あと30日で、他人に戻るふたり
なんだかんだで、
休日の時間はあっという間に過ぎていく。


夕方になったあたりで、重い腰を上げて寝室へ入った。

飲み会へ出かける支度をしなくては、とメイクをしてからクローゼットを開く。


会社の飲み会なのに、なぜか服が決まらない。

別に気合いを入れるような場でもないのに、ブラウスを何枚か広げては戻してを繰り返してしまう。

完全にプライベートでもなく、完全に仕事でもない。
こういう時って、何を着ていけばいいんだっけ。


しばらく悩んで、無難な白いブラウスとロングスカートを取り出して身につけた。

アクセサリーをつけようとして、ふと目についたのは先週末に大地さんがちぎったシルバーのネックレス。

そんなこともあったっけ、と息をついてそっとまた戻す。
直せなくても、なんとなく取っておいてしまう。

その代わり、ゴールドの細いネックレスを首につける。
バッグも会社に行くのよりも小ぶりなショルダーに貴重品を移して、とりあえず出かける準備はひと段落した。


リビングに出て、ヘアセットをしに洗面所へ行こうとパタパタと通過しようとしたところで大地さんがぼそりとつぶやいた。


「え?その服で行くの?」

「────え?」

思わぬ言葉に、足を止めて聞き返してしまう。

「へ、変ですか?」

「そういうわけじゃないけど」


じゃあ、どういう意味?

不満げな私の視線から顔を逸らした彼は、パソコンを開いてなんでもないように手を振る。


「ごめん、呼び止めて」

「もー。

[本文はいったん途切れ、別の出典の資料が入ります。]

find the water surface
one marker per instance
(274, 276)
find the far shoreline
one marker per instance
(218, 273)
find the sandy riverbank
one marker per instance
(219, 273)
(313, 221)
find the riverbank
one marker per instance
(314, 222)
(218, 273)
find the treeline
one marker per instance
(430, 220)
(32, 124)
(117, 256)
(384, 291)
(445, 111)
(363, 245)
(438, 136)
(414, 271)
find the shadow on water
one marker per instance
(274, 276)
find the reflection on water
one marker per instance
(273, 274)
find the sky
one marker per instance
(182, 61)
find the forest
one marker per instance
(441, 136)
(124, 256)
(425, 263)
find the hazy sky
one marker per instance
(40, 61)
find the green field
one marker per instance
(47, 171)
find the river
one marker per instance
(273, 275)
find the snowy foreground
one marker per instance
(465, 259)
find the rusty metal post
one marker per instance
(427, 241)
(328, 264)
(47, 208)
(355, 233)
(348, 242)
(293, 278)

はっきり言わないと気になるじゃないですかー」

「今じゃない気がするから、今度」


なんだか釈然としないまま、洗面所で髪の毛を整えた私はバッグを肩にかける。

リビングに顔を出して、向こうにいる大地さんへ言葉を投げた。

「じゃ、行ってきます」

「うん。気をつけて」


気のない返事を背中に受けながら、玄関のドアを開ける。
そのまま、振り返らずにしっかり閉めた。